According to our results, the impact of the NAOI as well as weather variables was not identical for different times of the day. No significant impact of the NAOI was observed in the morning until the early afternoon. During this period of the day, the impact of weather pattern was stronger as compared to other periods of the day [
15] and perhaps because the additional impact of the NAOI not observed. The stronger impact of NAOI < −0.5 and NAOI > 0.5 was found in the afternoon until the evening, especially during the colder period.
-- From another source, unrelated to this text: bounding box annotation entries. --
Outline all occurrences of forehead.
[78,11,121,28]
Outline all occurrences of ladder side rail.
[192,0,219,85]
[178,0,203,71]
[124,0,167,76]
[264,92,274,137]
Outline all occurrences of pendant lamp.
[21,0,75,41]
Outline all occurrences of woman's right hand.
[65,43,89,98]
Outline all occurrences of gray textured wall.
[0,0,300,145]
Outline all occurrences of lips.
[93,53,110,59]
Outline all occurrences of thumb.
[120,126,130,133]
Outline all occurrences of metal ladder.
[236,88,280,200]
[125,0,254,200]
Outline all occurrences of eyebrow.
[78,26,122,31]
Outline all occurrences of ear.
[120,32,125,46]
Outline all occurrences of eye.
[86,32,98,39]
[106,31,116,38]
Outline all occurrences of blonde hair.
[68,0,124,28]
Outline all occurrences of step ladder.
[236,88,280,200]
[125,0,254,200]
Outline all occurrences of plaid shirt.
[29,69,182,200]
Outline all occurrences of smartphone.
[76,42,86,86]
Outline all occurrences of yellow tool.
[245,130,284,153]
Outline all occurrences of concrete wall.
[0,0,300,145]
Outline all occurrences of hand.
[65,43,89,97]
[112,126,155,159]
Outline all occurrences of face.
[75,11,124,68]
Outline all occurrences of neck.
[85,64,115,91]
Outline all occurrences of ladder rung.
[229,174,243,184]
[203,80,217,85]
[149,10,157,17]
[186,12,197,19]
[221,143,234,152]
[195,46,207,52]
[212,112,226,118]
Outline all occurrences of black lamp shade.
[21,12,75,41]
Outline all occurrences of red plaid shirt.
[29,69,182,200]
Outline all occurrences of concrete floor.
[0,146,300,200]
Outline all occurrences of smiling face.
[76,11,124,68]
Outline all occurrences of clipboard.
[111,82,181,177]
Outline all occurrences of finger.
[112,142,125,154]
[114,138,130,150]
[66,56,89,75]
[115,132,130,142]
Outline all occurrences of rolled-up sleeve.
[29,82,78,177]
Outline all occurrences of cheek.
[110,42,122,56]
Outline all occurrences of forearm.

It is likely that in the afternoon or several hours before, people were more exposed to environment—a lower air temperature or higher precipitations and cloudiness during the warmer period and a higher pollution levels during NAOI > 0.5. At night-early in the morning, the increased risk of EACs on days of NAOI < −0.5 during the warmer period may be explained by an increased stress after the day with poorer weather conditions—a lower T and BP and a higher precipitations and cloudiness.